Linux-BTRFS Archive on lore.kernel.org
 help / Atom feed
* [PATCH 0/2] Scrub allocations vs reclaim fix
@ 2018-12-04 15:11 David Sterba
  2018-12-04 15:11 ` [PATCH 1/2] btrfs: scrub: pass fs_info to scrub_setup_ctx David Sterba
  2018-12-04 15:11 ` [PATCH 2/2] btrfs: scrub: move scrub_setup_ctx allocation out of device_list_mutex David Sterba
  0 siblings, 2 replies; 6+ messages in thread
From: David Sterba @ 2018-12-04 15:11 UTC (permalink / raw)
  To: linux-btrfs; +Cc: fdmanana, David Sterba

I've instrumented the scrub alloctions to check for the GFP_NOFS context
and whether the device_list_mutex is not held. This caught one
allocation, and I've used the instrumented code to verify that Filipe's
scrub/reclaim fix is correct.

There are some debugging helpers need that live in the generic code so
I'm posting only results. The patches are in branch dev/locks-not-held
in my devel repos.

David Sterba (2):
  btrfs: scrub: pass fs_info to scrub_setup_ctx
  btrfs: scrub: move scrub_setup_ctx allocation out of device_list_mutex

 fs/btrfs/scrub.c | 37 +++++++++++++++++++++----------------
 1 file changed, 21 insertions(+), 16 deletions(-)

-- 
2.19.1


^ permalink raw reply	[flat|nested] 6+ messages in thread

* [PATCH 1/2] btrfs: scrub: pass fs_info to scrub_setup_ctx
  2018-12-04 15:11 [PATCH 0/2] Scrub allocations vs reclaim fix David Sterba
@ 2018-12-04 15:11 ` David Sterba
  2018-12-04 15:15   ` Nikolay Borisov
  2018-12-04 15:11 ` [PATCH 2/2] btrfs: scrub: move scrub_setup_ctx allocation out of device_list_mutex David Sterba
  1 sibling, 1 reply; 6+ messages in thread
From: David Sterba @ 2018-12-04 15:11 UTC (permalink / raw)
  To: linux-btrfs; +Cc: fdmanana, David Sterba

We can pass fs_info directly as this is the only member of btrfs_device
that's bing used inside scrub_setup_ctx.

Signed-off-by: David Sterba <dsterba@suse.com>
---
 fs/btrfs/scrub.c | 9 ++++-----
 1 file changed, 4 insertions(+), 5 deletions(-)

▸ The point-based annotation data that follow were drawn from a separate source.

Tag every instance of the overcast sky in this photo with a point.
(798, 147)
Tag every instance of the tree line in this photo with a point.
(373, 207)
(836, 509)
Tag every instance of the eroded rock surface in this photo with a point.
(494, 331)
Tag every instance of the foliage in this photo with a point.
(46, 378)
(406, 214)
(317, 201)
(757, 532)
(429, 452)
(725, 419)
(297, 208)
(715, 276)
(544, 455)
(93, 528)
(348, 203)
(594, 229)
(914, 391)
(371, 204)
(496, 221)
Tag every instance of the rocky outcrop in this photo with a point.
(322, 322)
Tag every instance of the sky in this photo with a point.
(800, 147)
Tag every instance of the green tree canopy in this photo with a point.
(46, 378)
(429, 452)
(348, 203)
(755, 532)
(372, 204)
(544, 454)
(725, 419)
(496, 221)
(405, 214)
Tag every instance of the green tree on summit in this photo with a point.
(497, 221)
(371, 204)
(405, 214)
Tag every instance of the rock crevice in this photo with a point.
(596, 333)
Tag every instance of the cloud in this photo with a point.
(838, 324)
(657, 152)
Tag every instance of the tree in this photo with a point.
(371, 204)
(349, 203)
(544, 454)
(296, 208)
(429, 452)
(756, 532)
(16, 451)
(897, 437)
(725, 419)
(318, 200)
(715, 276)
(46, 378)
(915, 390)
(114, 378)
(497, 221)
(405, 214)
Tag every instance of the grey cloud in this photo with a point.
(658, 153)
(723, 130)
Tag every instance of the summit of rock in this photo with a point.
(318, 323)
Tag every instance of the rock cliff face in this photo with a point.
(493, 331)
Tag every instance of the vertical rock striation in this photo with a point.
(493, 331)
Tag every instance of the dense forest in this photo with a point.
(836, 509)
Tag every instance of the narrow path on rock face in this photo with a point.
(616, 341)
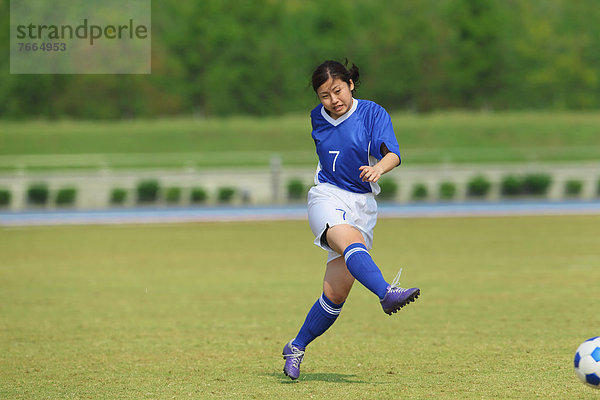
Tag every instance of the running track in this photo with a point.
(297, 212)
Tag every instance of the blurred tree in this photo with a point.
(225, 57)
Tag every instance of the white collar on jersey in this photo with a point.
(336, 122)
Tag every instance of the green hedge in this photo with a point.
(118, 196)
(173, 195)
(147, 191)
(447, 190)
(225, 194)
(198, 195)
(66, 197)
(5, 197)
(38, 194)
(573, 187)
(420, 191)
(478, 186)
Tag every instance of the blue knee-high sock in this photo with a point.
(363, 269)
(320, 317)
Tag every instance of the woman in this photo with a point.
(356, 145)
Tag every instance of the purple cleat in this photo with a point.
(396, 297)
(293, 357)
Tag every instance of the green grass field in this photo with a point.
(246, 141)
(203, 310)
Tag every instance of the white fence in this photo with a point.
(268, 185)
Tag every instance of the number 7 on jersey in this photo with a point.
(337, 153)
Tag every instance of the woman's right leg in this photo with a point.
(347, 240)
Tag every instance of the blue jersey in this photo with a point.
(351, 141)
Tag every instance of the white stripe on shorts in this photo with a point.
(352, 251)
(328, 308)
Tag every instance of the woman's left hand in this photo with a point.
(370, 174)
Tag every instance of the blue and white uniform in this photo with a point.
(343, 146)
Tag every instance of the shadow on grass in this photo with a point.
(319, 376)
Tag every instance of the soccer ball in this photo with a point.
(587, 362)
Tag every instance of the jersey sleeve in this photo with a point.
(383, 133)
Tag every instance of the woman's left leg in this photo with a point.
(336, 287)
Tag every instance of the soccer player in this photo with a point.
(356, 145)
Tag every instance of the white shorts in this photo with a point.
(329, 206)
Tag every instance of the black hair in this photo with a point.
(335, 69)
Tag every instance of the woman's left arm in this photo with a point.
(386, 164)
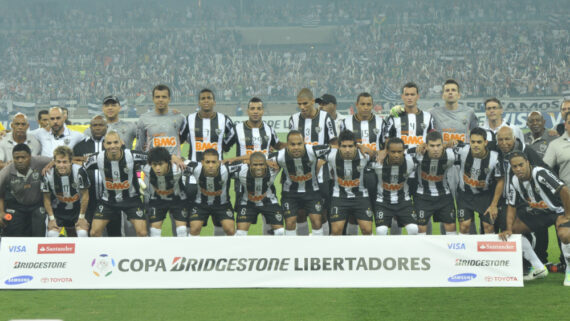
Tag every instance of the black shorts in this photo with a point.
(248, 214)
(158, 214)
(29, 221)
(310, 202)
(403, 212)
(66, 218)
(441, 208)
(341, 209)
(218, 213)
(132, 208)
(535, 219)
(468, 204)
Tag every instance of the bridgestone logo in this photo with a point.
(40, 265)
(461, 262)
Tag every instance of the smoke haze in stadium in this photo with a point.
(84, 50)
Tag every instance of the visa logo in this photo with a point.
(17, 248)
(456, 246)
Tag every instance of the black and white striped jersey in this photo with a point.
(212, 190)
(65, 190)
(393, 185)
(166, 189)
(348, 175)
(411, 128)
(251, 140)
(318, 130)
(299, 173)
(540, 192)
(206, 133)
(476, 175)
(367, 132)
(432, 173)
(120, 182)
(259, 191)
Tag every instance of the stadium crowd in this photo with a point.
(341, 174)
(500, 57)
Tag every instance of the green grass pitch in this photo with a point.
(540, 299)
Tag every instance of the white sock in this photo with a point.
(266, 228)
(219, 231)
(529, 254)
(326, 229)
(303, 228)
(382, 230)
(290, 232)
(396, 229)
(566, 251)
(155, 232)
(181, 231)
(351, 229)
(318, 232)
(412, 229)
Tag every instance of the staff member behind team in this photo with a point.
(21, 195)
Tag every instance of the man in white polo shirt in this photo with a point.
(18, 135)
(59, 134)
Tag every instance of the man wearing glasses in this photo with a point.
(59, 135)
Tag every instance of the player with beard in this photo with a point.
(317, 128)
(350, 196)
(207, 129)
(66, 195)
(480, 170)
(258, 196)
(213, 198)
(368, 130)
(393, 196)
(117, 169)
(540, 189)
(299, 162)
(433, 196)
(165, 192)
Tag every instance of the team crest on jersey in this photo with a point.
(318, 207)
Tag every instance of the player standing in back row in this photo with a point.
(207, 129)
(317, 128)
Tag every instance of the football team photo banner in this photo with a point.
(260, 261)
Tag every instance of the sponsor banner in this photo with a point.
(261, 261)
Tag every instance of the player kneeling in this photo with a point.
(164, 192)
(66, 195)
(212, 198)
(258, 196)
(548, 203)
(349, 196)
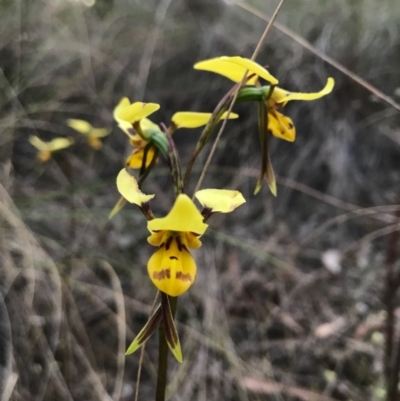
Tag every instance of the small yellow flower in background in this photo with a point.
(187, 119)
(280, 125)
(127, 114)
(47, 148)
(92, 134)
(172, 268)
(130, 113)
(235, 67)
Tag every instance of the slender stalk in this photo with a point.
(163, 357)
(392, 348)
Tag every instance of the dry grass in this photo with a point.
(269, 318)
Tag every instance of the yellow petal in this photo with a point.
(184, 216)
(129, 189)
(135, 112)
(253, 67)
(187, 119)
(122, 104)
(44, 155)
(38, 143)
(79, 125)
(191, 240)
(156, 238)
(59, 143)
(94, 143)
(100, 132)
(220, 200)
(281, 126)
(135, 159)
(146, 124)
(282, 96)
(229, 70)
(127, 128)
(117, 207)
(172, 268)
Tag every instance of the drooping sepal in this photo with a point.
(174, 165)
(170, 332)
(266, 165)
(149, 328)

diff --git a/fs/btrfs/scrub.c b/fs/btrfs/scrub.c
index bbd1b36f4918..ffcab263e057 100644
--- a/fs/btrfs/scrub.c
+++ b/fs/btrfs/scrub.c
@@ -578,12 +578,11 @@ static void scrub_put_ctx(struct scrub_ctx *sctx)
 		scrub_free_ctx(sctx);
 }
 
-static noinline_for_stack
-struct scrub_ctx *scrub_setup_ctx(struct btrfs_device *dev, int is_dev_replace)
+static noinline_for_stack struct scrub_ctx *scrub_setup_ctx(
+		struct btrfs_fs_info *fs_info, int is_dev_replace)
 {
 	struct scrub_ctx *sctx;
 	int		i;
-	struct btrfs_fs_info *fs_info = dev->fs_info;
 
 	sctx = kzalloc(sizeof(*sctx), GFP_KERNEL);
 	if (!sctx)
@@ -592,7 +591,7 @@ struct scrub_ctx *scrub_setup_ctx(struct btrfs_device *dev, int is_dev_replace)
 	sctx->is_dev_replace = is_dev_replace;
 	sctx->pages_per_rd_bio = SCRUB_PAGES_PER_RD_BIO;
 	sctx->curr = -1;
-	sctx->fs_info = dev->fs_info;
+	sctx->fs_info = fs_info;
 	for (i = 0; i < SCRUB_BIOS_PER_SCTX; ++i) {
 		struct scrub_bio *sbio;
 
@@ -3878,7 +3877,7 @@ int btrfs_scrub_dev(struct btrfs_fs_info *fs_info, u64 devid, u64 start,
 		return ret;
 	}
 
-	sctx = scrub_setup_ctx(dev, is_dev_replace);
+	sctx = scrub_setup_ctx(fs_info, is_dev_replace);
 	if (IS_ERR(sctx)) {
 		mutex_unlock(&fs_info->scrub_lock);
 		mutex_unlock(&fs_info->fs_devices->device_list_mutex);
-- 
2.19.1


^ permalink raw reply	[flat|nested] 6+ messages in thread

* [PATCH 2/2] btrfs: scrub: move scrub_setup_ctx allocation out of device_list_mutex
  2018-12-04 15:11 [PATCH 0/2] Scrub allocations vs reclaim fix David Sterba
  2018-12-04 15:11 ` [PATCH 1/2] btrfs: scrub: pass fs_info to scrub_setup_ctx David Sterba
@ 2018-12-04 15:11 ` David Sterba
  2018-12-04 15:22   ` Nikolay Borisov
  1 sibling, 1 reply; 6+ messages in thread
From: David Sterba @ 2018-12-04 15:11 UTC (permalink / raw)
  To: linux-btrfs; +Cc: fdmanana, David Sterba

The scrub context is allocated with GFP_KERNEL and called from
btrfs_scrub_dev under the fs_info::device_list_mutex. This is not safe
regarding reclaim that could try to flush filesystem data in order to
get the memory. And the device_list_mutex is held during superblock
commit, so this would cause a lockup.

Move the alocation and initialization before any changes that require
the mutex.

Signed-off-by: David Sterba <dsterba@suse.com>
---
 fs/btrfs/scrub.c | 30 ++++++++++++++++++------------
 1 file changed, 18 insertions(+), 12 deletions(-)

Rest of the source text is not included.